On Sunday, President Trump greeted supporters outside Walter Reed National Military Medical Center from his motorcade, leaving his hospital suite to make a “surprise” visit despite undergoing treatment for the coronavirus.
On Sunday evening he tweeted a video in which he said he planned to go say hello to the dozens of supporters who had gathered across the street from the hospital.
Just A few moments later, video emerged of the president’s motorcade passing by, with a masked Trump visible waving from the backseat. The decision triggered immediate safety concerns — and outrage — as the president is infected with a highly contagious virus that has killed more than 205,000 Americans.
Two Secret Service agents could be seen in the vehicle with him. Both were wearing masks.
The pool of reporters that travels with the president whenever he moves from one location to another was not notified of Trump’s drive-by. White House Correspondents’ Association President Zeke Miller said in a statement that it was “outrageous” for Trump to have left the hospital without a protective pool.
“President Trump took a short, last-minute motorcade ride to wave to his supporters outside and has now returned to the Presidential Suite inside Walter Reed,” deputy White House press secretary Judd Deere said in a statement.
Deere also said that “appropriate precautions were taken in the execution of this movement to protect the President and all those supporting it, including PPE. The movement was cleared by the medical team as safe to do.”
He declined to say whether the president requested the motorcade, if the president met with anyone in-person on Sunday and why the press pool was not notified.
Patients who test positive for COVID-19 are typically required to self-isolate for 10 days from the time symptoms appeared to avoid infecting others. The patients should also avoid interacting with others until they’ve gone 24 hours with no fever without the use of fever-reducing medications and have seen improvement in other symptoms.

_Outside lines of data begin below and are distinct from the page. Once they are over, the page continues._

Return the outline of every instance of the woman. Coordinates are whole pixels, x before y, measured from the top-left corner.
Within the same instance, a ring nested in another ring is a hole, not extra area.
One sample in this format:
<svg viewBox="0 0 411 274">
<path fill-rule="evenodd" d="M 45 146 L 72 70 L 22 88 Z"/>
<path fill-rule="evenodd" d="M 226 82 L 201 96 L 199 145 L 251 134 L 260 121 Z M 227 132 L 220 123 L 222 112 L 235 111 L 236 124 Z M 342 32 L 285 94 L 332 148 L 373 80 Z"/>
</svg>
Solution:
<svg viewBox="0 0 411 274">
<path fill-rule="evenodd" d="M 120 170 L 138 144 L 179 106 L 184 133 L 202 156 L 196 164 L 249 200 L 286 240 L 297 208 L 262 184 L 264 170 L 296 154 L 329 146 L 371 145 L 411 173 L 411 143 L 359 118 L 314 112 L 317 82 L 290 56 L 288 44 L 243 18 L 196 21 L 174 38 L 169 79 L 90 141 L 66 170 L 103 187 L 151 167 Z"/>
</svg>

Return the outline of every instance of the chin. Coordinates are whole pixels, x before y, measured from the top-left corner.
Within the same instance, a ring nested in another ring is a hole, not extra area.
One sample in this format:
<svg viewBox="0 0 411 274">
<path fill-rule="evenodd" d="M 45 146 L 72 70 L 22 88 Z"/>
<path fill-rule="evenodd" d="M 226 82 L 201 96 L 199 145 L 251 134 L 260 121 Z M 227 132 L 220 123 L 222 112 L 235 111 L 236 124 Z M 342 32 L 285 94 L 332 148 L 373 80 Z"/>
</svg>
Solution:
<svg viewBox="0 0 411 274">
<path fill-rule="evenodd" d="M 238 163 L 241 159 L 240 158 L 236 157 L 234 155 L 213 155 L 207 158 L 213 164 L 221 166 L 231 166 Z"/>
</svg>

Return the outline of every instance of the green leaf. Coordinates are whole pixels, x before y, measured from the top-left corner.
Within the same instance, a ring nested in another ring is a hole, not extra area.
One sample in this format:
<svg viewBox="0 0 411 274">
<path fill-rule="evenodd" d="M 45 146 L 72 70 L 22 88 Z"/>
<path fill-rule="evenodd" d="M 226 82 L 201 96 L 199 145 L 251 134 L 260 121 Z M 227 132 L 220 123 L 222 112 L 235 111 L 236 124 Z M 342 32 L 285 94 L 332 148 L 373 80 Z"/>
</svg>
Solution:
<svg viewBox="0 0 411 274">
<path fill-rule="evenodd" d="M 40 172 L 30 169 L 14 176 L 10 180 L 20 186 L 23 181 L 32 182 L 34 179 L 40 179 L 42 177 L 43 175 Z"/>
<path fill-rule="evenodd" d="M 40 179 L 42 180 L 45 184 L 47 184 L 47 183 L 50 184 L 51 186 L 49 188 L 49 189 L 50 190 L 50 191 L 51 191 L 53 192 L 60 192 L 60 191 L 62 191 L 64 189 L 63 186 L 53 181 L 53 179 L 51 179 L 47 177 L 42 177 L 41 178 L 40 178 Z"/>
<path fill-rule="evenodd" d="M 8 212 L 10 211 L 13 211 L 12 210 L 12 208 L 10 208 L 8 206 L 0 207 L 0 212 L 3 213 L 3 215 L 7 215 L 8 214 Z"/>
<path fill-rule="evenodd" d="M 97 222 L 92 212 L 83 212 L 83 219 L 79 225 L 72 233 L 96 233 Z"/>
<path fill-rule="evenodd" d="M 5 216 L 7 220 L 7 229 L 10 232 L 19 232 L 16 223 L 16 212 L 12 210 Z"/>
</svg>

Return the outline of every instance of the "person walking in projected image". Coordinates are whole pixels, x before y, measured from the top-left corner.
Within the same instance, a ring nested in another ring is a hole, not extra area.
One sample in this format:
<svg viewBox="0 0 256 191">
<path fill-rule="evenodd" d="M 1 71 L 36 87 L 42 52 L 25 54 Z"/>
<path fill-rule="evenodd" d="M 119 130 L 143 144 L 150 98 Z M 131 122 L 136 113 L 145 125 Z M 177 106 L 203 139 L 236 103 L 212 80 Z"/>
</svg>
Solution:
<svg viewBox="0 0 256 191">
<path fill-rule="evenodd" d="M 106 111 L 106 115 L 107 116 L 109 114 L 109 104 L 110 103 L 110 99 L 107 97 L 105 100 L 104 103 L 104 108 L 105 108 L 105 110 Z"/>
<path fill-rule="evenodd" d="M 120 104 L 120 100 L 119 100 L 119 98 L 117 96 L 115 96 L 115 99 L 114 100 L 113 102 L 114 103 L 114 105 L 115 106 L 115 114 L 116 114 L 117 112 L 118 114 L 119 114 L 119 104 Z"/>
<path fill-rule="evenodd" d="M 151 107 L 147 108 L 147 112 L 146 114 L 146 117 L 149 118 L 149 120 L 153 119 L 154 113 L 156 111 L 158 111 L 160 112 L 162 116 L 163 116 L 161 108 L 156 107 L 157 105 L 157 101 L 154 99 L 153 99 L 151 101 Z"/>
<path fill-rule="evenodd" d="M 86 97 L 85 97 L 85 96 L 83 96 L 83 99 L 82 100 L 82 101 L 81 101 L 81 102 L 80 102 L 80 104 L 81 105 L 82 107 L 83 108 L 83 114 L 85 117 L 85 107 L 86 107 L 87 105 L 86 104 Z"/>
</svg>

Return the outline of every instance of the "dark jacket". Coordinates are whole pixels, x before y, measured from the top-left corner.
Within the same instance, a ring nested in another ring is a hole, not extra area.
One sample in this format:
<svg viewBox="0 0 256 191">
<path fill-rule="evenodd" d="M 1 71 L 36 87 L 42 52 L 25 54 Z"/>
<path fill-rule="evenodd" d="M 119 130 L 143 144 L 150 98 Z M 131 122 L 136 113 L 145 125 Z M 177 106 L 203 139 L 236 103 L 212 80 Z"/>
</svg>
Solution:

The President’s positive test was first publicized on Friday morning, and he has been symptomatic since then, meaning he is likely still contagious.
“Why is a sick President riding in an SUV waving to supporters outside Walter Reed, jeopardizing the Secret Service agents inside the car with him?” presidential historian Michael Beschloss tweeted.
An attending physician at Walter Reed, James Phillips, tweeted that the drive-by photo op was “insanity.”
“Every single person in the vehicle during that completely unnecessary Presidential ‘drive-by’ just now has to be quarantined for 14 days,” he tweeted. “They might get sick. They may die. For political theater. This is insanity.”
But the president appeared eager to express his appreciation to supporters who have gathered across the street from Walter Reed. The crowd has steadily grown over the last few days, with many waving Trump flags or carrying handmade signs. Reporters spotted one sign that referenced the QAnon conspiracy theory.
In a 73-second video recorded at the hospital, Trump praised those outside the hospital as “great patriots.”
The president added in the video that he has “learned a lot” about the virus while in the hospital.
“I learned about it by really going to school,” he said. “This isn’t the ‘let’s read the book’ school. And I get, and I understand it, and it’s a very interesting thing.”
The novel coronavirus that causes COVID-19 has infected more than 7 million Americans, by far the most reported cases of any country in the world.
The president has been at Walter Reed since Friday, when he was taken to the hospital after requiring supplemental oxygen. White House doctors and aides have sent conflicting signals about Trump’s health since revealing his positive test, concurrently telling reporters that he is feeling well and could be discharged while acknowledging he has been symptomatic and has seen his blood oxygen levels drop at least twice.
On Sunday Doctors announced that Trump is now on the steroid dexamethasone in response to the low oxygen levels. The president has also been given the antiviral drug remdesivir and an experimental antibody therapy from Regeneron.